Virginia is poised to turn grid utilization into a formal policy tool
Virginia is on track to require its two major vertically integrated utilities to provide regulators with detailed distribution grid utilization data and to propose ways to get more out of the infrastructure already in place. The measure, which cleared the state legislature, would apply to Dominion Energy and Appalachian Power and, according to Utility Dive, is set to become law if Gov. Abigail Spanberger takes no action by April 13, 2026.
The bill is notable because it shifts part of the power-policy conversation away from building more assets and toward measuring how intensively existing systems are being used. Under the legislation, utilities would have to provide several specific metrics to the Virginia State Corporation Commission this year, creating a more standardized picture of how much headroom remains on the distribution system and where bottlenecks are forming.
What utilities would have to report
The required data goes well beyond a single headline number.
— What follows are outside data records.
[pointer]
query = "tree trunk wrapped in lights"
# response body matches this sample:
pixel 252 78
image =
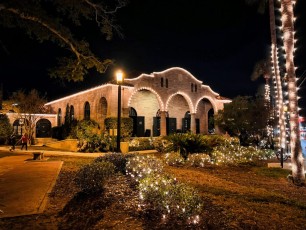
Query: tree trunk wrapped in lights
pixel 298 174
pixel 276 77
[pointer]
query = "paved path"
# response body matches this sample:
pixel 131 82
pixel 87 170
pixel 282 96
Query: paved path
pixel 25 184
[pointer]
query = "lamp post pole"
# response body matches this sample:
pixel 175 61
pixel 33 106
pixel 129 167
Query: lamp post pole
pixel 119 76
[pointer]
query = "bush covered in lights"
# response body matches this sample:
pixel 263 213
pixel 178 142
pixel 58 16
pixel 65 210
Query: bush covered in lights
pixel 187 143
pixel 92 177
pixel 174 159
pixel 140 167
pixel 119 160
pixel 141 143
pixel 161 144
pixel 198 160
pixel 235 154
pixel 171 199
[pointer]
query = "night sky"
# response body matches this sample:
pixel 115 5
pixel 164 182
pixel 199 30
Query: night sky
pixel 218 42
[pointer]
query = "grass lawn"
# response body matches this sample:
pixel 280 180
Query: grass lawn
pixel 235 197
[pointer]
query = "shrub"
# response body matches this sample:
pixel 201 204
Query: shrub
pixel 139 167
pixel 197 159
pixel 186 143
pixel 160 144
pixel 92 177
pixel 164 195
pixel 234 154
pixel 174 159
pixel 119 160
pixel 126 127
pixel 141 143
pixel 89 135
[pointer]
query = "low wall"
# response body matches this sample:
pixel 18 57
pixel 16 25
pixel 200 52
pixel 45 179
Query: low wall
pixel 67 145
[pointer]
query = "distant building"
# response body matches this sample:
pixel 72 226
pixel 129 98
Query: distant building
pixel 160 103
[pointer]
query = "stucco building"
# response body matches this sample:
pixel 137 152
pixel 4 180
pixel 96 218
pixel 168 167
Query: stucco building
pixel 159 103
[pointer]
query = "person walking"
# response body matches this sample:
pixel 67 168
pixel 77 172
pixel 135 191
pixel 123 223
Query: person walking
pixel 24 141
pixel 13 141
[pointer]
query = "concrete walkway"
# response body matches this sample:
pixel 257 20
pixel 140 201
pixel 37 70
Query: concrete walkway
pixel 26 183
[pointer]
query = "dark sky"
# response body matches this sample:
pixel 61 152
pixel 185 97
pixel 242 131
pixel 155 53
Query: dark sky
pixel 217 41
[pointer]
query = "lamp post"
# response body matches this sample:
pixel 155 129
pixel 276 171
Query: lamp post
pixel 119 76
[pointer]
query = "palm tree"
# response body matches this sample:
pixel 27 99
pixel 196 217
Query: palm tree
pixel 274 69
pixel 277 77
pixel 287 14
pixel 263 69
pixel 298 174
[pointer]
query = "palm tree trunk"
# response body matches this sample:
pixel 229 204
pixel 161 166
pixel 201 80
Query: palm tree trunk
pixel 296 150
pixel 274 57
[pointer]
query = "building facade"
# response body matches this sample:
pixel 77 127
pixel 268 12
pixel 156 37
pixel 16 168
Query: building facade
pixel 160 103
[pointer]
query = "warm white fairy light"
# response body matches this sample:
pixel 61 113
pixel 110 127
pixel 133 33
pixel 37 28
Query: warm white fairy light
pixel 160 101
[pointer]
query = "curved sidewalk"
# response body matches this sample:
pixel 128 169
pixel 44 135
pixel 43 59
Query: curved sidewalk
pixel 25 183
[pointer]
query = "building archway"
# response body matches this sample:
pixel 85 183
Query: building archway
pixel 18 126
pixel 87 111
pixel 204 116
pixel 144 104
pixel 177 108
pixel 43 128
pixel 59 117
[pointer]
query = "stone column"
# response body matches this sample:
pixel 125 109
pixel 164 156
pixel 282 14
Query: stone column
pixel 163 125
pixel 192 123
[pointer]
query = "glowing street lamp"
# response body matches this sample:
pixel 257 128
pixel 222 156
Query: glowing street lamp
pixel 119 78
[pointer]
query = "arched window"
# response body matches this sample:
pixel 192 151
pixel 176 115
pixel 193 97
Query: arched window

Utility Dive reported that the law would require information including the ratio of peak system load to capacity, the ratio of delivered load to total potential deliverable load, percentage distribution losses, analysis of constrained circuits, and evaluation of system performance during peak periods.
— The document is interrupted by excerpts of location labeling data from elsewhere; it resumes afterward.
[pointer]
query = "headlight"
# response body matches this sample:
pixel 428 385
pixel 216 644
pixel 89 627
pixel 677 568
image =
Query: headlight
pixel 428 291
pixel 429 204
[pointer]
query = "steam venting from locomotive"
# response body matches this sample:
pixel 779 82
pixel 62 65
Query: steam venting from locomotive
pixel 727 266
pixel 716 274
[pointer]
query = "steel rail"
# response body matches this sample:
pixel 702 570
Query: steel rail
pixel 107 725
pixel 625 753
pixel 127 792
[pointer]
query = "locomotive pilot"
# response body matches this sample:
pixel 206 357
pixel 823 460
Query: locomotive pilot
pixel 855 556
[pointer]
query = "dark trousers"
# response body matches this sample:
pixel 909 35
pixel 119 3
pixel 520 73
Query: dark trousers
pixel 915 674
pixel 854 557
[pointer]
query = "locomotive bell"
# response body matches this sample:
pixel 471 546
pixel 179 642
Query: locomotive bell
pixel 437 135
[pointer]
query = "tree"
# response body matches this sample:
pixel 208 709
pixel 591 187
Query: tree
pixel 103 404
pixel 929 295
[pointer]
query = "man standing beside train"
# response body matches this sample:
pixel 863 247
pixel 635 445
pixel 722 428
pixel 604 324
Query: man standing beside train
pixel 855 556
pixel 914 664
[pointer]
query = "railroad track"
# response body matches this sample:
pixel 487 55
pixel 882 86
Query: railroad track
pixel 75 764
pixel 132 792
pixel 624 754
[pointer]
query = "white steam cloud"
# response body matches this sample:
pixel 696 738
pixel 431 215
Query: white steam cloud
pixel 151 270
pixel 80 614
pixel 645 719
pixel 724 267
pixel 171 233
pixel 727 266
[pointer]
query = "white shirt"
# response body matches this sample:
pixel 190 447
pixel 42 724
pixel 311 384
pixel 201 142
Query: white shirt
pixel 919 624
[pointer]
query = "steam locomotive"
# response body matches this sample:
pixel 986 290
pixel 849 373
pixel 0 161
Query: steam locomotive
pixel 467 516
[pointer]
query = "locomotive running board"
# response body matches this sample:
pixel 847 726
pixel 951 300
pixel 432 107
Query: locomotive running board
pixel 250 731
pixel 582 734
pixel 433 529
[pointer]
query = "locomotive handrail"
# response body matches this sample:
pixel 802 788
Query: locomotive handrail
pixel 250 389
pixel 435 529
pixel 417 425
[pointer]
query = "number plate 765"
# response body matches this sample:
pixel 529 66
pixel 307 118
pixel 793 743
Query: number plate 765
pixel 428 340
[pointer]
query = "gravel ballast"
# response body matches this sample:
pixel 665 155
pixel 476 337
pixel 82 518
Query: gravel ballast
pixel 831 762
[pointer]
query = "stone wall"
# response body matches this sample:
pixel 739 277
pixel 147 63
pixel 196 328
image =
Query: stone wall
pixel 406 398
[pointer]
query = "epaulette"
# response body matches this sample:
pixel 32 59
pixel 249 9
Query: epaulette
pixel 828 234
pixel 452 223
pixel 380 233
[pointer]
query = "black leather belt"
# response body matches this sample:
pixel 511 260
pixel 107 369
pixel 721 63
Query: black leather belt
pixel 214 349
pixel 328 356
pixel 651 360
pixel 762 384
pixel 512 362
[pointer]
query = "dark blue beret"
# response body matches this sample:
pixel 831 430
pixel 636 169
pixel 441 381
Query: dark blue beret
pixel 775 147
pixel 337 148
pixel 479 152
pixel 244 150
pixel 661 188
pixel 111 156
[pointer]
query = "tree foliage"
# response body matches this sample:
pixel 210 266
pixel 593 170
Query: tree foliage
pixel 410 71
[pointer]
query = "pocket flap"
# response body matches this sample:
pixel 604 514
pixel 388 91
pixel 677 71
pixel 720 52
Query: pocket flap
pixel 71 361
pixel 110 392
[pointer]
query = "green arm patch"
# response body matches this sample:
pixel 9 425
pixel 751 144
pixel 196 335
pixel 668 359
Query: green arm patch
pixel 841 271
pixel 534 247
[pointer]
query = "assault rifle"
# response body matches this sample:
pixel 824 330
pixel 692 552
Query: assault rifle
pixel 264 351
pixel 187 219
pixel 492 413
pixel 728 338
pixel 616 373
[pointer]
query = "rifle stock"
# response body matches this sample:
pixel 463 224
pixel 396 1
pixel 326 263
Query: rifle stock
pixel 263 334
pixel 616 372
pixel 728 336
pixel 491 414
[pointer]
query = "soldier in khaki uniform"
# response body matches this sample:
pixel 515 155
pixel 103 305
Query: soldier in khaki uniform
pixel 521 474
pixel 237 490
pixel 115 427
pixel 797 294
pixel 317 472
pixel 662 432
Those requirements matter because they would force a closer accounting of whether the grid is being expanded because it is truly full or because the system is not being operated as efficiently as possible. In practice, these metrics could give regulators and the public a stronger basis for asking whether alternative planning or technology choices could defer some traditional capital spending.
From disclosure to action
The proposal is not only about reporting. Utility Dive said the State Corporation Commission would also be tasked with regularly reporting its own findings and examining how non-wires alternatives could increase utilization. The examples cited include energy storage, distributed generation, synchronous condensers, flexible transmission, and power-quality monitors.
That combination of disclosure and follow-on analysis is the most consequential feature of the bill. A reporting requirement by itself can expose problems without changing utility behavior. But giving the commission authority to study alternatives and incorporate utilization metrics into decisions on cost recovery for capital investments creates the possibility that grid utilization becomes part of the state’s utility-regulation framework rather than an informational sidebar.
According to the report, the law would also let the commission set timelines for Dominion and Appalachian Power to increase utilization. That means the state could eventually move from describing underused capacity to expecting utilities to address it.
Why this is happening now
The push reflects a wider debate over how to handle fast-growing electricity demand without assuming every constraint requires a new conventional build. Utility Dive cited a growing body of research suggesting that increased grid utilization has broad benefits for utilities and customers, while also noting that advanced metering technology is needed to unlock the full potential of those gains.
That framing is important. Better utilization is often presented as a relatively low-cost way to improve system performance, but it depends on visibility and operational control. If utilities and regulators lack granular information on when circuits are stressed, where losses are concentrated, and how demand behaves during peaks, the case for more efficient use of existing infrastructure is harder to operationalize.
A broader coalition is already forming
The issue is gaining support beyond traditional policy circles. Utility Dive identified grid utilization as a top priority for Uitilize, a coalition whose founding members include Google, Carrier, Tesla, Renew Home, and Sparkfund, alongside distributed energy providers and grid technology companies. The group says it plans to work with states to translate research into action and make better grid utilization a core principle of planning.
That is a sign that the politics of grid efficiency are changing. Large electricity customers, technology firms, and distributed-energy interests all have reasons to support policies that reveal unused capacity and reduce the need for slower, more expensive infrastructure additions. For regulators, the attraction is similar: higher utilization could improve reliability planning and cost discipline at the same time.
Potential effects on utility investment decisions
If enacted and used aggressively, the Virginia framework could affect how utilities justify future spending. Utility Dive reported that utilization metrics could become part of the commission’s review of cost-recovery requests for capital investments. That does not mean new infrastructure would stop; it means utilities could face more pressure to show that existing assets are being used effectively before customers are asked to fund new ones.
That possibility explains why the bill stands out. Rate regulation often turns on prudence, need, and cost allocation. By adding utilization metrics to the process, Virginia could be creating a more explicit test of whether expansion is the right answer or simply the most familiar one.
Virginia as a policy signal
On its own, one state law will not settle the national debate over load growth, distributed resources, or the role of non-wires alternatives. But Virginia’s approach is meaningful because it turns an emerging research and advocacy theme into a concrete reporting and regulatory obligation. It treats grid utilization not as an abstract efficiency concept but as something utilities should measure, explain, and improve.
That makes the bill relevant outside Virginia. States confronting demand growth and infrastructure strain are looking for ways to improve system performance without relying exclusively on large capital programs. A framework that starts with measurement, requires utility proposals, and gives regulators authority to weigh alternatives offers a practical template. If the law takes effect after April 13, Virginia will become an early test of whether better data can lead to better use of the grid already on the ground.